Metadata-Version: 2.4
Name: tabsearch
Version: 0.1.2
Summary: Unified embedding for tabular, text, and multimodal data
Author-email: Hari Narayanan <hari.dataprojects@gmail.com>
License: Apache-2.0
Project-URL: Homepage, https://github.com/hariharaprabhu/tabsearch
Project-URL: Repository, https://github.com/hariharaprabhu/tabsearch
Project-URL: Issues, https://github.com/hariharaprabhu/tabsearch/issues
Project-URL: Example Notebooks, https://github.com/hariharaprabhu/tabsearch/tree/Examples
Project-URL: Documentation, https://github.com/hariharaprabhu/tabsearch#readme
Keywords: machine-learning,embeddings,similarity-search,multimodal,vectorization
Classifier: Development Status :: 4 - Beta
Classifier: Intended Audience :: Developers
Classifier: License :: OSI Approved :: Apache Software License
Classifier: Operating System :: OS Independent
Classifier: Programming Language :: Python :: 3
Classifier: Programming Language :: Python :: 3.8
Classifier: Programming Language :: Python :: 3.9
Classifier: Programming Language :: Python :: 3.10
Classifier: Programming Language :: Python :: 3.11
Classifier: Programming Language :: Python :: 3.12
Classifier: Topic :: Scientific/Engineering :: Artificial Intelligence
Classifier: Topic :: Software Development :: Libraries :: Python Modules
Requires-Python: >=3.8
Description-Content-Type: text/markdown
License-File: LICENSE.txt
Requires-Dist: numpy>=1.26
Requires-Dist: pandas>=1.3
Requires-Dist: scikit-learn>=1.0
Requires-Dist: sentence-transformers>=2.2.0
Requires-Dist: joblib>=1.0
Provides-Extra: dev
Requires-Dist: pytest>=6.0; extra == "dev"
Requires-Dist: black>=21.0; extra == "dev"
Requires-Dist: flake8>=3.8; extra == "dev"
Provides-Extra: test
Requires-Dist: pytest>=6.0; extra == "test"
Provides-Extra: faiss
Requires-Dist: faiss-cpu>=1.7.0; extra == "faiss"
Provides-Extra: gpu
Requires-Dist: torch>=1.9.0; extra == "gpu"
Dynamic: license-file

# tabsearch

**Most similarity search breaks on real-world mixed datasets (text + numbers + categories).
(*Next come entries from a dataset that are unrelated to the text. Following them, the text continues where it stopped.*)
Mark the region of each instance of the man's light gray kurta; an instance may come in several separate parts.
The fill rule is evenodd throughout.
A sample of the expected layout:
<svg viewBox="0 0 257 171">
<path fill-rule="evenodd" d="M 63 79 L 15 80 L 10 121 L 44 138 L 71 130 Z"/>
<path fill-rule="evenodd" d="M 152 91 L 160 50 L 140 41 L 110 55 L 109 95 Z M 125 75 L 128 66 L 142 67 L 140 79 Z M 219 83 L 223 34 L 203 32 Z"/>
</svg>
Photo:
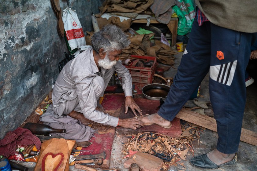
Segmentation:
<svg viewBox="0 0 257 171">
<path fill-rule="evenodd" d="M 121 78 L 125 96 L 132 96 L 132 80 L 128 69 L 118 62 L 110 70 L 114 71 L 114 69 L 119 78 Z M 97 90 L 94 89 L 92 80 L 98 77 L 99 84 L 106 87 L 110 80 L 104 78 L 110 78 L 110 74 L 113 73 L 108 72 L 109 70 L 101 70 L 100 73 L 95 62 L 92 49 L 85 50 L 65 65 L 55 82 L 53 91 L 53 110 L 57 115 L 61 116 L 65 111 L 72 111 L 75 107 L 73 105 L 74 102 L 78 100 L 76 108 L 78 106 L 81 108 L 79 111 L 83 113 L 86 118 L 103 124 L 117 126 L 117 118 L 95 110 L 99 96 L 95 94 Z M 106 73 L 108 74 L 105 74 Z"/>
</svg>

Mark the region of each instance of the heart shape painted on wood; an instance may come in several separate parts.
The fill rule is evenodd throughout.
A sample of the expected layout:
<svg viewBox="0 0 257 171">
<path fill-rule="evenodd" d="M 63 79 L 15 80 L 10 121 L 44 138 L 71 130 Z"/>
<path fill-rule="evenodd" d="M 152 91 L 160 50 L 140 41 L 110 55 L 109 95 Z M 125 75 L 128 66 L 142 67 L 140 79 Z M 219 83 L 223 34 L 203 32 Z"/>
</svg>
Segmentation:
<svg viewBox="0 0 257 171">
<path fill-rule="evenodd" d="M 47 154 L 42 160 L 42 171 L 56 171 L 63 160 L 63 154 L 59 153 L 54 154 Z"/>
</svg>

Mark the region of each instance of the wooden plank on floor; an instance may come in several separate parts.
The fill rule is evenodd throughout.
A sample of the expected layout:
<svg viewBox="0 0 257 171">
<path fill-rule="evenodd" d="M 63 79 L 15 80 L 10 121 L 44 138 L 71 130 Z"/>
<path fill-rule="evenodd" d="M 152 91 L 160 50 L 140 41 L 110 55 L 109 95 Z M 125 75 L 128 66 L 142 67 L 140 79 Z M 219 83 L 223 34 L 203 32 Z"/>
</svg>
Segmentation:
<svg viewBox="0 0 257 171">
<path fill-rule="evenodd" d="M 182 108 L 176 116 L 186 121 L 217 132 L 217 124 L 214 118 Z M 240 140 L 250 144 L 257 146 L 257 133 L 242 128 Z"/>
</svg>

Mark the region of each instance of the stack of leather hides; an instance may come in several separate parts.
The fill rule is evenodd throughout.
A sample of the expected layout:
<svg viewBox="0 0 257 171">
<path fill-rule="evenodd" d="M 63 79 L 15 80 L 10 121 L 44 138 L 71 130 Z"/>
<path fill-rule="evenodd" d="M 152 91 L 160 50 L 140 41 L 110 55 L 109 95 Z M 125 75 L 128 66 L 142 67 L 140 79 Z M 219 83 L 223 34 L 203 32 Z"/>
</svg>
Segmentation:
<svg viewBox="0 0 257 171">
<path fill-rule="evenodd" d="M 76 142 L 54 138 L 43 143 L 34 170 L 69 170 L 69 156 Z"/>
</svg>

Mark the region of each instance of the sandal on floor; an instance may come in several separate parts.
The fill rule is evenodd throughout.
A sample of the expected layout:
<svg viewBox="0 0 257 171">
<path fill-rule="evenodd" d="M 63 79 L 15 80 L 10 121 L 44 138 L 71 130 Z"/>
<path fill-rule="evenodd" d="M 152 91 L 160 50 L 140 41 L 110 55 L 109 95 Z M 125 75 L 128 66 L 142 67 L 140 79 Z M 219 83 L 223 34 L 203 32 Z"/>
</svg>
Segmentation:
<svg viewBox="0 0 257 171">
<path fill-rule="evenodd" d="M 223 166 L 232 166 L 235 165 L 237 161 L 237 153 L 233 160 L 224 164 L 218 165 L 212 162 L 207 156 L 207 154 L 204 154 L 193 157 L 190 160 L 190 163 L 193 166 L 199 168 L 206 169 L 217 169 Z"/>
<path fill-rule="evenodd" d="M 210 102 L 199 101 L 196 98 L 194 99 L 194 103 L 197 106 L 203 109 L 210 109 L 212 107 L 211 104 Z"/>
</svg>

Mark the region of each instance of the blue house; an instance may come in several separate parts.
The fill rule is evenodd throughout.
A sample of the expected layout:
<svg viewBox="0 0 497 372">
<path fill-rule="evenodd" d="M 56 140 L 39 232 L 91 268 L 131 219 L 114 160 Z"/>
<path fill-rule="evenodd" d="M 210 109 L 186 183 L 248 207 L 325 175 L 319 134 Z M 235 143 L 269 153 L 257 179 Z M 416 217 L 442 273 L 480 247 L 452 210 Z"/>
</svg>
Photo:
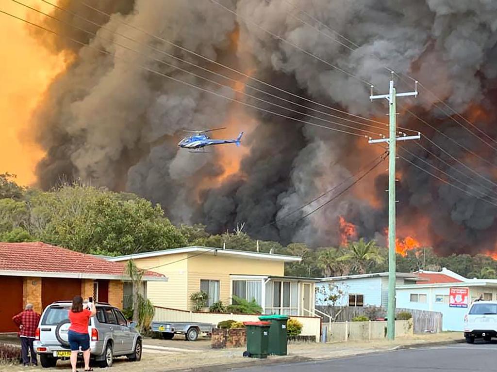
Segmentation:
<svg viewBox="0 0 497 372">
<path fill-rule="evenodd" d="M 397 286 L 397 307 L 441 312 L 443 331 L 462 331 L 464 315 L 475 300 L 497 300 L 496 279 L 469 279 L 445 267 L 414 274 L 421 280 Z"/>
<path fill-rule="evenodd" d="M 397 273 L 396 285 L 415 284 L 415 274 Z M 325 300 L 340 292 L 336 306 L 378 306 L 385 308 L 388 302 L 388 273 L 361 274 L 324 278 L 316 283 L 316 305 L 330 305 Z"/>
</svg>

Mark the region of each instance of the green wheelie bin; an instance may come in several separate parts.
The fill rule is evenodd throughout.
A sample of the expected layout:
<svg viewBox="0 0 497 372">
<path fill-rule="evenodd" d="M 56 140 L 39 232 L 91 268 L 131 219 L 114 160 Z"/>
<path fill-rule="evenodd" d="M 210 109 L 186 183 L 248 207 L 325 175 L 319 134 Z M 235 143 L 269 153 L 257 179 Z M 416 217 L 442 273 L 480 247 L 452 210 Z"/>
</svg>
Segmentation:
<svg viewBox="0 0 497 372">
<path fill-rule="evenodd" d="M 261 359 L 267 358 L 271 323 L 268 321 L 246 321 L 244 322 L 244 325 L 247 333 L 248 356 Z"/>
<path fill-rule="evenodd" d="M 288 317 L 286 315 L 264 315 L 259 320 L 270 321 L 269 328 L 269 355 L 286 355 L 288 337 L 286 332 L 286 322 Z"/>
</svg>

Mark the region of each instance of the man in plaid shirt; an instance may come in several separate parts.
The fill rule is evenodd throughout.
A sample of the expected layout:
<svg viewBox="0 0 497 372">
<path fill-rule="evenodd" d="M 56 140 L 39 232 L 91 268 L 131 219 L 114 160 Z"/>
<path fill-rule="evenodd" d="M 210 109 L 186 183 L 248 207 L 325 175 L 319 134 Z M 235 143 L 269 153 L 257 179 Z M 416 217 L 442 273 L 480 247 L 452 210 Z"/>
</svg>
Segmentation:
<svg viewBox="0 0 497 372">
<path fill-rule="evenodd" d="M 31 350 L 31 364 L 33 366 L 38 365 L 36 353 L 33 348 L 35 333 L 40 322 L 40 315 L 33 310 L 33 305 L 28 304 L 26 310 L 20 312 L 12 318 L 12 320 L 19 327 L 19 335 L 21 338 L 21 355 L 22 363 L 24 366 L 29 364 L 28 349 Z"/>
</svg>

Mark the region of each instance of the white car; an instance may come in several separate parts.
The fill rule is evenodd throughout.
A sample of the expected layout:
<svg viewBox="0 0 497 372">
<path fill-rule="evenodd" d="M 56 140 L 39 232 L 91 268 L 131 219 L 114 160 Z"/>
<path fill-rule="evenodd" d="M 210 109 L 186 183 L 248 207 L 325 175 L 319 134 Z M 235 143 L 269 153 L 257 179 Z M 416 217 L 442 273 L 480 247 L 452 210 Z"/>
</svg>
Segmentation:
<svg viewBox="0 0 497 372">
<path fill-rule="evenodd" d="M 497 301 L 476 301 L 464 316 L 464 337 L 472 344 L 475 338 L 490 341 L 497 337 Z"/>
</svg>

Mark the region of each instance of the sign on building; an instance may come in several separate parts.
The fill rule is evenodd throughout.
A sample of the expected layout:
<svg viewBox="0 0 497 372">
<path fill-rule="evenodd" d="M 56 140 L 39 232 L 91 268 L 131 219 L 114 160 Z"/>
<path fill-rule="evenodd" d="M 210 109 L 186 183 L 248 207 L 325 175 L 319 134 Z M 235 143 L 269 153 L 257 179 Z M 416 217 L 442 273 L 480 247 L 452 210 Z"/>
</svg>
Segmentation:
<svg viewBox="0 0 497 372">
<path fill-rule="evenodd" d="M 467 308 L 469 299 L 469 288 L 451 288 L 449 292 L 449 306 L 451 308 Z"/>
</svg>

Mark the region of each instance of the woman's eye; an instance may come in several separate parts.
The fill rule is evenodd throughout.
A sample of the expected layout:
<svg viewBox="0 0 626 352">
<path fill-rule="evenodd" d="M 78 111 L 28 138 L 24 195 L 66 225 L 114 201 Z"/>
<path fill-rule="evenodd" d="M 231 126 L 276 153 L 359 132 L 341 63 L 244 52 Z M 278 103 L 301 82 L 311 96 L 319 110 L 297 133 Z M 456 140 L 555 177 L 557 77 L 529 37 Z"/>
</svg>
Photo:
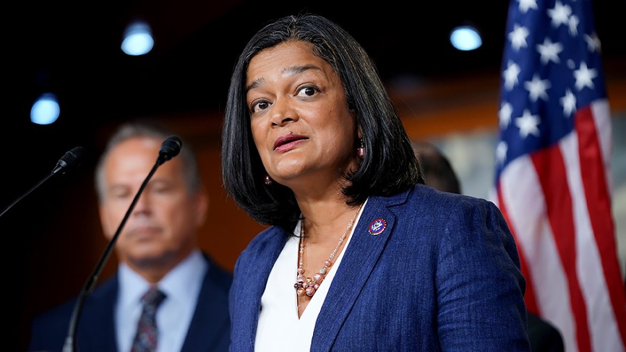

This package fixes that.**

[![PyPI](https://img.shields.io/pypi/v/tabsearch.svg)](https://pypi.org/project/tabsearch/)  
[![Downloads](https://static.pepy.tech/badge/tabsearch)](https://pepy.tech/project/tabsearch)  
[![License](https://img.shields.io/badge/license-Apache--2.0-black.svg)](https://opensource.org/licenses/Apache-2.0)
[![Python](https://img.shields.io/badge/python-3.8+-blue.svg)](https://www.python.org/downloads/)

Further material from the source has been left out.